Beyond complications linking national protection systems with anticipatory action, there are several operational challenges to implementing these components by themselves. One glaring flaw is that certain shocks and their triggers, such as cyclones, landslides, and flooding, leave little time for humanitarians to mobilise. Even if there is substantial warning, poor or missing data could muddle forecasts, create donor reluctance, and lead to a missed window of opportunity. Another issue is that funding for humanitarian crises remains sporadic and reactive, typically only triggered when livelihood loss is reported. Anticipatory action measures funded centrally by the UN's Central Emergency Response Fund are promising solutions being spearheaded by FAO and WFP, but this would represent a substantial and frankly revolutionary change in how humanitarian action is currently funded. At least in the immediate future, the likelihood of central funding becoming mainstream is low.
The most difficult hurdle is the lack of an international standard for implementation. Supporting either immediate needs or potentially more severe risks later is a catch inherent in all anticipatory action measures. Communities, humanitarians, and donors have yet to create a standard for balancing this dilemma. Because Kenya's arid and semi-arid counties experience both chronic and acute deprivation, there could be irregularities in which areas receive assistance. This would be a violation of the impartiality principle of humanitarian action.
Still, these challenges do not detract from anticipatory action's promise, and many international organisations continue to work in tandem with local partners to mainstream and improve the approach. In 2020, for example, Welthungerhilfe built a forecast system to address drought-induced food insecurity in Kenya. Welthungerhilfe's drought triggers launch early action protocols (EAPs) to "reduce the risks of food insecurity among vulnerable communities, prevent negative coping strategies, and reduce loss and damages among drought-affected households." Red Cross Societies are also institutionalising EAPs in the face of regional climactic shock, with cash and voucher programs being a preferred means of assistance.

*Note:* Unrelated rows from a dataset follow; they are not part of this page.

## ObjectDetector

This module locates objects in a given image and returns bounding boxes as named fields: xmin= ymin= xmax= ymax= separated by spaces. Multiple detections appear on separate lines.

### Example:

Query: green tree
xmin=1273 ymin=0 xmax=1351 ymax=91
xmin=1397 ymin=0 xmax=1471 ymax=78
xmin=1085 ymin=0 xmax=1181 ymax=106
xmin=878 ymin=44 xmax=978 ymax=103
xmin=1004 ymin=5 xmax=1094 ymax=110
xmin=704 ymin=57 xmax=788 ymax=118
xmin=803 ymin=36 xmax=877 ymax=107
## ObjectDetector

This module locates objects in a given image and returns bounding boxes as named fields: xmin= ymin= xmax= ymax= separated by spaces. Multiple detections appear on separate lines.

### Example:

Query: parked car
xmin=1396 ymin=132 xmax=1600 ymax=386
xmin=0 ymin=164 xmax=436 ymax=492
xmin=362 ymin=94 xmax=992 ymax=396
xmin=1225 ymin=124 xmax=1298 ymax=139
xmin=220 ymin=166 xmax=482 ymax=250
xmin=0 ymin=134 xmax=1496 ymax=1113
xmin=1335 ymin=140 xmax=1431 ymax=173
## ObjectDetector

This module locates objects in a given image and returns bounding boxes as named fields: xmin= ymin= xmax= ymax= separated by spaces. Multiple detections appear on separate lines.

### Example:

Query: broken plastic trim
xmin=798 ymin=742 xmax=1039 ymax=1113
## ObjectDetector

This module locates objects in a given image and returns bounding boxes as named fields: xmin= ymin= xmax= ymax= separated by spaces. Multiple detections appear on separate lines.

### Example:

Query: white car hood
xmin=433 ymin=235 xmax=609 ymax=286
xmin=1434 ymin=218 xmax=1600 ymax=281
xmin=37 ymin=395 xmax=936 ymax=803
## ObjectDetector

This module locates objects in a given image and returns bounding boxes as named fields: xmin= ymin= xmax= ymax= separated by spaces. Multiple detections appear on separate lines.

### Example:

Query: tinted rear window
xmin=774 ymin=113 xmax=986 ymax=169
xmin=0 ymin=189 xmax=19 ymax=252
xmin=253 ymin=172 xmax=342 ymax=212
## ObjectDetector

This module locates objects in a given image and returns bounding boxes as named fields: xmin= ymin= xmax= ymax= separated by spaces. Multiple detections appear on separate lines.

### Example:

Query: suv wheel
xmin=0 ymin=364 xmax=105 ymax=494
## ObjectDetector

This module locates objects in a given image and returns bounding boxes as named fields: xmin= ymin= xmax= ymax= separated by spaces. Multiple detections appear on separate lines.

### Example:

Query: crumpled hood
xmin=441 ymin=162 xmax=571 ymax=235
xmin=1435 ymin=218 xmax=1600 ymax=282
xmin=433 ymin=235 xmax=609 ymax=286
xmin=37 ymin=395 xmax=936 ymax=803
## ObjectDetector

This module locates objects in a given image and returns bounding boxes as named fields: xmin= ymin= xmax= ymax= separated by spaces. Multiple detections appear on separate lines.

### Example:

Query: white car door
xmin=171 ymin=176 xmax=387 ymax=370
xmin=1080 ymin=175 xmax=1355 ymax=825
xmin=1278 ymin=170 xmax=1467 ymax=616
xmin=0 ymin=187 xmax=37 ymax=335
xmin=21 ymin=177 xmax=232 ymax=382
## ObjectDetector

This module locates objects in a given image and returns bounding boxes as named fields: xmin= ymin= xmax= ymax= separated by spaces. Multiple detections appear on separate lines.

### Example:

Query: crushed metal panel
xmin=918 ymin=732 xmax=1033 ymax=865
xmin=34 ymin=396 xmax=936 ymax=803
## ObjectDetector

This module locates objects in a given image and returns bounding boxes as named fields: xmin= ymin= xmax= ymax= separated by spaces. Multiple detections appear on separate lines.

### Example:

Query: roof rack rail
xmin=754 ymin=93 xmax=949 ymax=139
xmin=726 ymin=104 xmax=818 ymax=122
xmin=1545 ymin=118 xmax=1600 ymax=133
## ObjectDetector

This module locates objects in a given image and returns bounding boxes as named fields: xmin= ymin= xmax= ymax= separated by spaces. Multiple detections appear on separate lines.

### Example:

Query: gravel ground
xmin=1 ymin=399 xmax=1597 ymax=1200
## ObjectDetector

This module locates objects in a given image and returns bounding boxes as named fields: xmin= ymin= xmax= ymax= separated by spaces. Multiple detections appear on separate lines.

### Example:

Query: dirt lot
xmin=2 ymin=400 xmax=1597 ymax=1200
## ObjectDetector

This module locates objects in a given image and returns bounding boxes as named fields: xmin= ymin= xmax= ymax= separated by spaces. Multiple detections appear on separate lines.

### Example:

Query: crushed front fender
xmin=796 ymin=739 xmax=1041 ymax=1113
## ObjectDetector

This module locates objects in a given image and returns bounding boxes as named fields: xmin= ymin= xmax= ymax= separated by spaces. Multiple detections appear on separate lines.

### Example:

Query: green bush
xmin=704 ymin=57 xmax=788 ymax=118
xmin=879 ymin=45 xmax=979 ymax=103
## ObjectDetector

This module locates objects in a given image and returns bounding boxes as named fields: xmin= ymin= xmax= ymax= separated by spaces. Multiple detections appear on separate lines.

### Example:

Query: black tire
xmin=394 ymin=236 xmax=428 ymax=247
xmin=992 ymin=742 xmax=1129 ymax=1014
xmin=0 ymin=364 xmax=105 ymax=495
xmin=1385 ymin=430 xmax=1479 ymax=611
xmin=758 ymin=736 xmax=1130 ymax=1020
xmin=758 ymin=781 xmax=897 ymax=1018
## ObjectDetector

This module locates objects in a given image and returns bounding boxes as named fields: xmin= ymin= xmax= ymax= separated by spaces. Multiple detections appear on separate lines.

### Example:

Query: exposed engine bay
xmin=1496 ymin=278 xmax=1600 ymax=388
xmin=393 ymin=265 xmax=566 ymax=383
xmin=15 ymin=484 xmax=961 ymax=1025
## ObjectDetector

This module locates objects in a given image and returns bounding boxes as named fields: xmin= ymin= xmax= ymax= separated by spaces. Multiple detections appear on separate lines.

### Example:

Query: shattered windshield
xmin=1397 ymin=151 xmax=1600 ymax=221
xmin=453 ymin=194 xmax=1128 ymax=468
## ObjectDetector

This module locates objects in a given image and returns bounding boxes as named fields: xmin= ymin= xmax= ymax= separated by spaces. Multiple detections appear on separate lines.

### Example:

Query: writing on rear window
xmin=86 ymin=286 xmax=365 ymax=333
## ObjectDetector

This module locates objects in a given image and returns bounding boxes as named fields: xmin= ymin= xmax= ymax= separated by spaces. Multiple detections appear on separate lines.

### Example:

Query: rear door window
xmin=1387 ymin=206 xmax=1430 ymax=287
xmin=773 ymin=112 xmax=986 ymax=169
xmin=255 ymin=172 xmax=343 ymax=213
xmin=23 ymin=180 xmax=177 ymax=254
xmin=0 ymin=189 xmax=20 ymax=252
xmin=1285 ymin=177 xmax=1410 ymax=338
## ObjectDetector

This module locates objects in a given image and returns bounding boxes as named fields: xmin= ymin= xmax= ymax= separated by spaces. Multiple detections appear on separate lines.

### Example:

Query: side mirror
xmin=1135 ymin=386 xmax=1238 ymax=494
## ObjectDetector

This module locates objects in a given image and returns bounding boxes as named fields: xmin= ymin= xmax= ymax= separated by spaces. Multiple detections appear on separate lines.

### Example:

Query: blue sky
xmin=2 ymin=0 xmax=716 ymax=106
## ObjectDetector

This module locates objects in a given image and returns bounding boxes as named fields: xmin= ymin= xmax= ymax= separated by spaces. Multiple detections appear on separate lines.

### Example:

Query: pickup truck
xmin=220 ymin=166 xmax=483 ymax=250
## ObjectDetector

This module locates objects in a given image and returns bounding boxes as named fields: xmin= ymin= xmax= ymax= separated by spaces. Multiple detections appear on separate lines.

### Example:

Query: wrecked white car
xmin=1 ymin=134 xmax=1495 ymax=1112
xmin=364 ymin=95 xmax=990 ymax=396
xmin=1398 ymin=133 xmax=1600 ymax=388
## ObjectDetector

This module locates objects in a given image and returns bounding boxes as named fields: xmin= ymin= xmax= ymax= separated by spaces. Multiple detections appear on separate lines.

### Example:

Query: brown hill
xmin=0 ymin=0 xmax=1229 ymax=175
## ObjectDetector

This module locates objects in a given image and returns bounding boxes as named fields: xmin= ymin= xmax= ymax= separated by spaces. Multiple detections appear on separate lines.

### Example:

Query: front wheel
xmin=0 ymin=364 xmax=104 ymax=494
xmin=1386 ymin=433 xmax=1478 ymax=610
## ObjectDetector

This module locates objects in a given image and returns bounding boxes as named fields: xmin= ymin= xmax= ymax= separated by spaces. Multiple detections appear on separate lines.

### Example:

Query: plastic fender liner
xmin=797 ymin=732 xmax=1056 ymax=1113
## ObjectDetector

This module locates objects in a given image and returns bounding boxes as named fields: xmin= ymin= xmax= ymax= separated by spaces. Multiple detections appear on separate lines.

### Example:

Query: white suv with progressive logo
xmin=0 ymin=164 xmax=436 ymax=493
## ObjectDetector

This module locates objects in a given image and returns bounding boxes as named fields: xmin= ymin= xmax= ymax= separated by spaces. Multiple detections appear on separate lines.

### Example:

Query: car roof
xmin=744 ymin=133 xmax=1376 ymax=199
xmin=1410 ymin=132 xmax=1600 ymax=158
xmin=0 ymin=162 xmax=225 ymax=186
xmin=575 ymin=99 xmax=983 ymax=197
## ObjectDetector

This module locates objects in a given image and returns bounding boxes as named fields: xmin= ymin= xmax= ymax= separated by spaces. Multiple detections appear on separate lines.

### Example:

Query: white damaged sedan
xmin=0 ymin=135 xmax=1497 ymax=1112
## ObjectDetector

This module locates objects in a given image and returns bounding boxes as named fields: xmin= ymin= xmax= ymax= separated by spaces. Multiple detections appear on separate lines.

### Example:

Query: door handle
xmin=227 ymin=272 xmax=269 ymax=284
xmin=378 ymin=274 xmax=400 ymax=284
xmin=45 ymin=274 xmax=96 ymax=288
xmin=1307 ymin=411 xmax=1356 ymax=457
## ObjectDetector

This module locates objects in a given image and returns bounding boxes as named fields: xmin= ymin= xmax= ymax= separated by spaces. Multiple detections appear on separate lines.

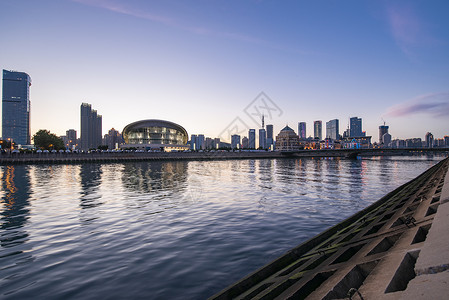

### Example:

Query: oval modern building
xmin=122 ymin=119 xmax=189 ymax=151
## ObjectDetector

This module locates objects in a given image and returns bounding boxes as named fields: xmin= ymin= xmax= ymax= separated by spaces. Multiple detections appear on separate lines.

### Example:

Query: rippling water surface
xmin=0 ymin=156 xmax=445 ymax=299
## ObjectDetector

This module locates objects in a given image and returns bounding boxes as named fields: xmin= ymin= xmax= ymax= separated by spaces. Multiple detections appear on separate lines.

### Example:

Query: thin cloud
xmin=72 ymin=0 xmax=266 ymax=44
xmin=384 ymin=92 xmax=449 ymax=118
xmin=385 ymin=3 xmax=435 ymax=58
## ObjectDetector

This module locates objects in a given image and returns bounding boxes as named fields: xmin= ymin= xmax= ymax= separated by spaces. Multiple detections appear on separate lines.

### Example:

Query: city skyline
xmin=1 ymin=1 xmax=448 ymax=141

An immediate priority for all organisations pursuing anticipatory action should be establishing closer collaboration with UN and government agencies. This can ensure the national synchronisation of both the relevant triggers and projects undertaken in a given crisis scenario. Another priority should be determining how humanitarian actors can integrate informal warning systems and local actors within broader anticipatory action measures. This would focus attention on local perceptions of crises while factoring in community needs. Finally, humanitarian actors and donors need to seriously rectify how they balance growing short and long-term needs against limited funding. Because shocks vary greatly, weighing the balance will only be possible on a case-by-case basis. It will also require greater data sharing and coordination to ensure maximum return on the money invested.

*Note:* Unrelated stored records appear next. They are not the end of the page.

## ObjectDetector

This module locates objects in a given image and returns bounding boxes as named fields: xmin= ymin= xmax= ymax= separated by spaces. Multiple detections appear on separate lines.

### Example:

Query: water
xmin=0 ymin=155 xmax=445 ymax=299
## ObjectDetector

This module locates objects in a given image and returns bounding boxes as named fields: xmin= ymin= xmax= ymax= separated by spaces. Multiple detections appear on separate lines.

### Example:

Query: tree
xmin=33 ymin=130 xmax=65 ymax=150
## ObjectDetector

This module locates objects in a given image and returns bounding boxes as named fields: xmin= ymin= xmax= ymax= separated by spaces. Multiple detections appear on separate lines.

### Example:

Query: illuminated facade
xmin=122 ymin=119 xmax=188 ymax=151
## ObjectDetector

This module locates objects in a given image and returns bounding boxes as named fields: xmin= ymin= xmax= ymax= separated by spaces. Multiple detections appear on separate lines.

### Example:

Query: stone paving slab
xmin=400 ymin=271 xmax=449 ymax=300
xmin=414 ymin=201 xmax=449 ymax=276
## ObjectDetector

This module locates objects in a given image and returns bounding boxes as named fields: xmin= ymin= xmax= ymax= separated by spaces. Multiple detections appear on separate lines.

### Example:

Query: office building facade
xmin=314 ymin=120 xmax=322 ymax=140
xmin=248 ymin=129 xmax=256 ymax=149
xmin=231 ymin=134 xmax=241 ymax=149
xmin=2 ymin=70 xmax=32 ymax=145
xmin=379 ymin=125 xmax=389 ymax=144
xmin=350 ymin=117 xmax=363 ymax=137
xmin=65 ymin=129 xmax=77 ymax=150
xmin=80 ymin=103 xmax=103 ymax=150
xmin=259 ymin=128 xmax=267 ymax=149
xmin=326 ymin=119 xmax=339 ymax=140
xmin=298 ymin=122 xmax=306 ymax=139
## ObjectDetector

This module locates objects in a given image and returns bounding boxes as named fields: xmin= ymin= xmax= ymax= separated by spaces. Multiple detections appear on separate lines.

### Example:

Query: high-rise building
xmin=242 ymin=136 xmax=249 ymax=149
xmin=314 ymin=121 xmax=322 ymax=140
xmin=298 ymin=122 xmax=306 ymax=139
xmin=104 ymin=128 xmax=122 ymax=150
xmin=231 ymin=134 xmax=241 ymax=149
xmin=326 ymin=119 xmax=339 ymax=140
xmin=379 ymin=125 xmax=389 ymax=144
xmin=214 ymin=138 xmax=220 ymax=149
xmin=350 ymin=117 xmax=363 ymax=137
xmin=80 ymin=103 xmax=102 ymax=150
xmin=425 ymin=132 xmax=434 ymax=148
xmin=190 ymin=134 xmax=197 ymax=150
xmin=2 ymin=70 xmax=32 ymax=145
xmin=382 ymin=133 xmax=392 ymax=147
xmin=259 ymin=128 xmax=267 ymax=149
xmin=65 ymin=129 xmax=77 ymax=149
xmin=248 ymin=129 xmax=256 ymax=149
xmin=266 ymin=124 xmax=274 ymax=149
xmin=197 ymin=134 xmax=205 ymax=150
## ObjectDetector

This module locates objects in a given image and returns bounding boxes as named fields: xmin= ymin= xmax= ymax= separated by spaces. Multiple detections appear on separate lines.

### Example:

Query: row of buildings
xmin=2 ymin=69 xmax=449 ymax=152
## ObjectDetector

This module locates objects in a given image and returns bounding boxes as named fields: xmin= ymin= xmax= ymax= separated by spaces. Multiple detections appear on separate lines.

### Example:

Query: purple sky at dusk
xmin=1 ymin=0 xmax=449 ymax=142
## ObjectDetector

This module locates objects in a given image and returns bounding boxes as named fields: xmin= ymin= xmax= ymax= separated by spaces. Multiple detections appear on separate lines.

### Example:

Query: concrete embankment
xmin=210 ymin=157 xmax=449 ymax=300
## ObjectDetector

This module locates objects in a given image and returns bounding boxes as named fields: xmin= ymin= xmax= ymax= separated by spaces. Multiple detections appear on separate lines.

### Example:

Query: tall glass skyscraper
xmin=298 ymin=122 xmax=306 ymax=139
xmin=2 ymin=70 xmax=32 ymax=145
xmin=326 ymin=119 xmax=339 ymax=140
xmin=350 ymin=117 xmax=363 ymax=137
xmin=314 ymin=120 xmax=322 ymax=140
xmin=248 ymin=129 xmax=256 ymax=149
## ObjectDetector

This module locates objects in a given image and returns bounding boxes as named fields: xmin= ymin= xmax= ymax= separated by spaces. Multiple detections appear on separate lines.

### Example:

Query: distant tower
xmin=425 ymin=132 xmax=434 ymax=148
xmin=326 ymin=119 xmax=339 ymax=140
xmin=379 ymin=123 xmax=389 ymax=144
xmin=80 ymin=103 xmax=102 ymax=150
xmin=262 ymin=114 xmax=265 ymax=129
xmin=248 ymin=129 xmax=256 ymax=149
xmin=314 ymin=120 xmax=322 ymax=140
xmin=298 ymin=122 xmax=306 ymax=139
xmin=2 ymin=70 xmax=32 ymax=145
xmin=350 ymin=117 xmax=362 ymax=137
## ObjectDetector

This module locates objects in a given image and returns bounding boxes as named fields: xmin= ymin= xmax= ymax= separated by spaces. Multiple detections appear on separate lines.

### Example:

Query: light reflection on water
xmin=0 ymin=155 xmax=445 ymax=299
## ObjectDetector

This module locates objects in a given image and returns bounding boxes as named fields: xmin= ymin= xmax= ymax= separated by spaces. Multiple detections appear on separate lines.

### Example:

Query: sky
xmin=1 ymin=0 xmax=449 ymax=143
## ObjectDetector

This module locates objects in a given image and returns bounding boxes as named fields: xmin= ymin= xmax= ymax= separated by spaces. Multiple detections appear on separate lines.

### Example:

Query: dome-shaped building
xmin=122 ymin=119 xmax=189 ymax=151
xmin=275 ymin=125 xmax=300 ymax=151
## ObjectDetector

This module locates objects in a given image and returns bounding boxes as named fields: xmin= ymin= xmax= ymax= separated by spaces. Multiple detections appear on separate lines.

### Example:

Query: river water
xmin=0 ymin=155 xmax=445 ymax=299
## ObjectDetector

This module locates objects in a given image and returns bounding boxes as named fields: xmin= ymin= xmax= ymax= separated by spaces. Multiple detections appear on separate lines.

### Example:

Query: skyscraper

The alternative to anticipatory action is traditional, reactive crisis response. In Kenya and beyond, the number of times this approach has failed to act early and at scale to crises should make humanitarians, donors, and governments uncomfortable. With the climate crisis intensifying, displacement numbers increasing, and food insecurity growing across the Horn of Africa, effective cost-saving measures that can prevent more communities from falling into impoverished hunger are needed more than ever. Anticipatory action can help rectify this, but only if actors can overcome its sizable – but manageable – operational barriers.